My hand brushes the wall as I move, fingers grazing over seams and access points, feeling for the subtle inconsistenciesthat mark places people use more often than they’re supposed to. The surface is cooler here, the heat of the desert finally giving way to controlled climate, and the shift almost throws me for a second before I refocus.
“You’re not here to get comfortable,” I mutter. “You’re here to break something.”
The first checkpoint comes into view just ahead, not a full barricade like the outer grid, but enough to stop casual movement. A sensor strip runs across the floor, faintly illuminated, tied into a panel mounted on the wall, and a single guard stands just beyond it, his posture relaxed but his attention sharper than it should be for a standard maintenance route.
“Of course,” I murmur, pressing back into the shadow of the corridor before he can glance this way. “Nothing’s ever simple.”
I watch him for a few seconds, tracking the rhythm of his movement, the way his weight shifts from one foot to the other, the way his gaze drifts and then snaps back to center.
“Not bored,” I note. “That’s a problem.”
I glance down at the sensor strip again, then back at the exposed wiring running along the wall behind me.
“Alright,” I whisper, crouching slightly as I move back just far enough to reach the panel.

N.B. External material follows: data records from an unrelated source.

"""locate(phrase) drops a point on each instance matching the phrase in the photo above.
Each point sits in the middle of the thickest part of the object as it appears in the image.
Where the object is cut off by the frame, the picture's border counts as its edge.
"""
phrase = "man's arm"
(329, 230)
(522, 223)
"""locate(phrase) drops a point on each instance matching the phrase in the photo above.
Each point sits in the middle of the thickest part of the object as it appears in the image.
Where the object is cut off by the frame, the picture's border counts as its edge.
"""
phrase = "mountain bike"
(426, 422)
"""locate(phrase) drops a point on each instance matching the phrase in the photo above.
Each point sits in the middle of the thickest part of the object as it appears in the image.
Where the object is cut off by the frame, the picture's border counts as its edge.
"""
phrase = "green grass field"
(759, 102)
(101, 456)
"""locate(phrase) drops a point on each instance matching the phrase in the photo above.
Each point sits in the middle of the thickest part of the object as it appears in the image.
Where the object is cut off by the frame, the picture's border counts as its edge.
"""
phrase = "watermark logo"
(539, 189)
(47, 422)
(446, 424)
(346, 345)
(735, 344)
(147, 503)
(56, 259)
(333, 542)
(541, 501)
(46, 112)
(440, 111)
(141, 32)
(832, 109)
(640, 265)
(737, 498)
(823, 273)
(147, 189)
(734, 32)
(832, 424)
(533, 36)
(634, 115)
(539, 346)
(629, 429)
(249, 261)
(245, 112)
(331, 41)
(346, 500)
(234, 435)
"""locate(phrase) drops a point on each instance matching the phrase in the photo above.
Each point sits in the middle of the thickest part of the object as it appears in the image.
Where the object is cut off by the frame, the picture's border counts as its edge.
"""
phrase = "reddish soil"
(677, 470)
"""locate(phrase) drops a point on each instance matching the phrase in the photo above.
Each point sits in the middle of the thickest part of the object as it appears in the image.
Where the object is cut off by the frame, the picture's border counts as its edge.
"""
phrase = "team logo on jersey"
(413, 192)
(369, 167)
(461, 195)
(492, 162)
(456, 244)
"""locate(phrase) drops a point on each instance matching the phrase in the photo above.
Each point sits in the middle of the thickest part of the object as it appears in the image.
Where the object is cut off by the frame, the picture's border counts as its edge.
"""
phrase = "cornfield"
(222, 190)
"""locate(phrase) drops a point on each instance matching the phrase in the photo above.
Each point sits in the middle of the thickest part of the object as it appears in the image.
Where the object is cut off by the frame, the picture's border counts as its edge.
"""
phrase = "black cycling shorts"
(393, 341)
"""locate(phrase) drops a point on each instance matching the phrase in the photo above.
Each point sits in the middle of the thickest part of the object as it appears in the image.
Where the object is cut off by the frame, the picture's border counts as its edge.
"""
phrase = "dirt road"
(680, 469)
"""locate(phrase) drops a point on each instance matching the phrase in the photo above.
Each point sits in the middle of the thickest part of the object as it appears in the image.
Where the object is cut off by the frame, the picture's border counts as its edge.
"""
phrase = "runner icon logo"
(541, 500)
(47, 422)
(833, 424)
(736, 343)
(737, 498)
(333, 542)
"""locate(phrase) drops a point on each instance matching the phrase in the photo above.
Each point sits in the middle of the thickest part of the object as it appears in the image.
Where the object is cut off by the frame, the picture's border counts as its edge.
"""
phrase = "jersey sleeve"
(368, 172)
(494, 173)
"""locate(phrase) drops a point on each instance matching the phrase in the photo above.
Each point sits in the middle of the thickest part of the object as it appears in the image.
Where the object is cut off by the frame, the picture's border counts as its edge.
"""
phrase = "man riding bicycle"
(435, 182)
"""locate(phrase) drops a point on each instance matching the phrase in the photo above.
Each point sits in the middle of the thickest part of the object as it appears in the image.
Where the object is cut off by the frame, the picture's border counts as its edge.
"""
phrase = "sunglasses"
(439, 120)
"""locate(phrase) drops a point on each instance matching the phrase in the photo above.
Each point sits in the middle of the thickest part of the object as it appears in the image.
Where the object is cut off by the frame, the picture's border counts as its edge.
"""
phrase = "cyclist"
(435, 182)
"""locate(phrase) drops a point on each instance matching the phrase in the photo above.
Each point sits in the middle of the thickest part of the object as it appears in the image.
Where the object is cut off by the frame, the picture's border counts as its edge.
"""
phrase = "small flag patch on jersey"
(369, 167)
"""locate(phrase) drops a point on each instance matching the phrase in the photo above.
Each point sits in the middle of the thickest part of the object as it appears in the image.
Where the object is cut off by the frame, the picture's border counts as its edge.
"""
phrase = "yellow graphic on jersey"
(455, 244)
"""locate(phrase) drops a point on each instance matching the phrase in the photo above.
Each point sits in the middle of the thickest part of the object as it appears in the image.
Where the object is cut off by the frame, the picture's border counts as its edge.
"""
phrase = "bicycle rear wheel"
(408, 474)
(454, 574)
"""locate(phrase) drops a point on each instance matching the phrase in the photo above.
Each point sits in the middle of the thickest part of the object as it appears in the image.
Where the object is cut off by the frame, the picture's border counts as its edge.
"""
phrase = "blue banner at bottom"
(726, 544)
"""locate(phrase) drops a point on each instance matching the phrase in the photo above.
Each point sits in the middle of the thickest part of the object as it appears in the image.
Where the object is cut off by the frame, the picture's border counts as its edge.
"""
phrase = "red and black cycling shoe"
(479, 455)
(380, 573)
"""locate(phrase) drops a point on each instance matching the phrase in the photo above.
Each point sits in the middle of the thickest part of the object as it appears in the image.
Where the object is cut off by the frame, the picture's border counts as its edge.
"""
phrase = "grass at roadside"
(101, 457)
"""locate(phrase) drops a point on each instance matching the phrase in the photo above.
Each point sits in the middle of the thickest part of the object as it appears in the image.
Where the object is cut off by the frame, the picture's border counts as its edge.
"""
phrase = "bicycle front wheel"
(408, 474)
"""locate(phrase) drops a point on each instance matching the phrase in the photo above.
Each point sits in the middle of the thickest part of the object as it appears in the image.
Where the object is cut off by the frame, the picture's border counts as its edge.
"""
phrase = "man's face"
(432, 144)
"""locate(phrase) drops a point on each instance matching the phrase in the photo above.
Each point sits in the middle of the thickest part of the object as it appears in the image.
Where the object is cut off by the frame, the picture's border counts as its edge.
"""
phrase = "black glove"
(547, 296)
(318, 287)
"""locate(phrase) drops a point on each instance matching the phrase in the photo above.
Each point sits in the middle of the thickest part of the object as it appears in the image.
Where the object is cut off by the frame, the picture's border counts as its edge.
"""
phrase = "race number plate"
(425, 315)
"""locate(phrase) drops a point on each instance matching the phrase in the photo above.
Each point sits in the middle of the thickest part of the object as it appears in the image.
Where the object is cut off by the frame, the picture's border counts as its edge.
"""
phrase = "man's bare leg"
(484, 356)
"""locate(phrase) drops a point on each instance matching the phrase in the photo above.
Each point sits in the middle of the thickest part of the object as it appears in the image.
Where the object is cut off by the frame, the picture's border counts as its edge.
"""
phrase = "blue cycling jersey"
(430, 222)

My fingers work quickly, prying it open with controlled pressure, the casing giving just enough to expose the wiring beneath. The noise intensifies slightly here, the system feeding directly through this node, and I follow the lines until I find the right connection.
“Let’s make some noise somewhere else,” I mutter, pulling one wire free and bridging it with another.
The effect isn’t immediate.
Then—
A sharp crack echoes faintly through the structure, followed by a flicker in the overhead lighting.
The guard’s head snaps toward the sound.
“There we go,” I breathe.
He hesitates for half a second, then moves, stepping away from the checkpoint and toward the source of the disturbance.
“Yeah, go check that,” I whisper, already moving.
I slide forward, stepping over the sensor strip in the gap between its cycles, my timing aligning with the flicker in the system I just triggered. The panel doesn’t register the movement, too busy compensating for the disruption upstream, and I pass through clean.
“Still got it,” I mutter, not slowing as I move deeper into the corridor.
The layout shifts again, opening into a wider passage lined with sealed doors, each marked with identifiers that blur together as I scan past them.
“Data routing… storage… audit,” I murmur, my pace slowing just enough to read without stopping. “Come on, where are you hiding it…”
The throb grows stronger as I move inward, the systems here layered and dense, information cycling through channels I can’t see but can feel in the way the air vibrates.
“There,” I say quietly, spotting the door set slightly apart from the others, its panel more complex, its security deeper.
“Audit archive,” I murmur, stepping up to it.
The interface lights as I approach, scanning for credentials I don’t have.
“Yeah, we’re not doing this the polite way,” I say, pulling a small device from my belt and pressing it against the panel.
The interface flickers, resisting, then stutters as the device injects a loop into the system.
“Come on,” I mutter, watching the sequence run. “Just long enough…”
The lock clicks.
I push the door open and slip inside.